Space rocks at Cape Creus, photo by Boris Paltusov

Layered rocks, geological faults, craters, caves and grottoes of Cape Creus "posed" not only for Dali, but also for Picasso and Gaudi. “This is exactly the place where the Pyrenees descend to the sea in grandiose geological madness to die in it,” Dali wrote about Cap de Creus.

Salvador Dali "Nude Figures at Cape Creus"

Locals often call Cape Creus the End of the World. Rocky bays are fraught with many dangers for sea-going ships, it is not without reason that the film "Dangerous Light at the End of the Earth" based on the novel by Jules Verne was filmed here in the seventies.

The bays near Cape Creus are fraught with many dangers for ships, photo by Boris Paltusov

The observation tower on a high cliff was built in 1853, but the lighthouse has existed since time immemorial, according to legend it was built by the legendary Hercules himself. This is a meeting place for lovers of beauty - Catalans and French often come here on weekends, just to admire the amazing beauty of the sunrises.
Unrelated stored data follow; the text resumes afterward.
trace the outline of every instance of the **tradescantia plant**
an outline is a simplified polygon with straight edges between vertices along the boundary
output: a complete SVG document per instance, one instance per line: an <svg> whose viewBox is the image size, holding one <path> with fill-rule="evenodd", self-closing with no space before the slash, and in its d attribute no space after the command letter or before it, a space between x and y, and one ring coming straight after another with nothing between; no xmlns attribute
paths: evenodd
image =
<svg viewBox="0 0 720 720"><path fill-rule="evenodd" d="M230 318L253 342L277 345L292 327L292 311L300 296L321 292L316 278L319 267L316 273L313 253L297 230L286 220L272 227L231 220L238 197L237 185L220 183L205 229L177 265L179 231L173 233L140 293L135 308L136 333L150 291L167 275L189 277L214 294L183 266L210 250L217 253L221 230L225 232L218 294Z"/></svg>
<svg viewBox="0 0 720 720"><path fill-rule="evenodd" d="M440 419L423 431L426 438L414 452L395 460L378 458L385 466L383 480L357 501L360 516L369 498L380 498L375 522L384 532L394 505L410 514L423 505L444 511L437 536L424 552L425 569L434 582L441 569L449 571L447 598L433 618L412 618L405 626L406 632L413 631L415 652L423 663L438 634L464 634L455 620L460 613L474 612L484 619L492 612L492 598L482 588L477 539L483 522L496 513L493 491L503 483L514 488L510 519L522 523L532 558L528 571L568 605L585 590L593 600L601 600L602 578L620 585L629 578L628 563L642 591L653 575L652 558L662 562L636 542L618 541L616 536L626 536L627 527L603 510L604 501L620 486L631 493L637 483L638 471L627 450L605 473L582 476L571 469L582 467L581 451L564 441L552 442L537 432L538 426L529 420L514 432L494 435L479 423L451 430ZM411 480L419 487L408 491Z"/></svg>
Photo: Cape Creus - the best place to admire
sunsets and sunrises, photo: Boris Paltusov

Yes, Cape Creus is one of the best places on earth to meet the dawn of a new day or admire the sunset: the pacified sea, like a mirror, reflects the sky shimmering with all the colors of watercolors, and one involuntarily gets the feeling that the past and the future have come together in this place to dissolve into the endless horizon. As far as the eye can reach - rocks, sky and water. In such places, you really feel that time passes at a different speed, and sometimes it seems that it has completely stopped its run.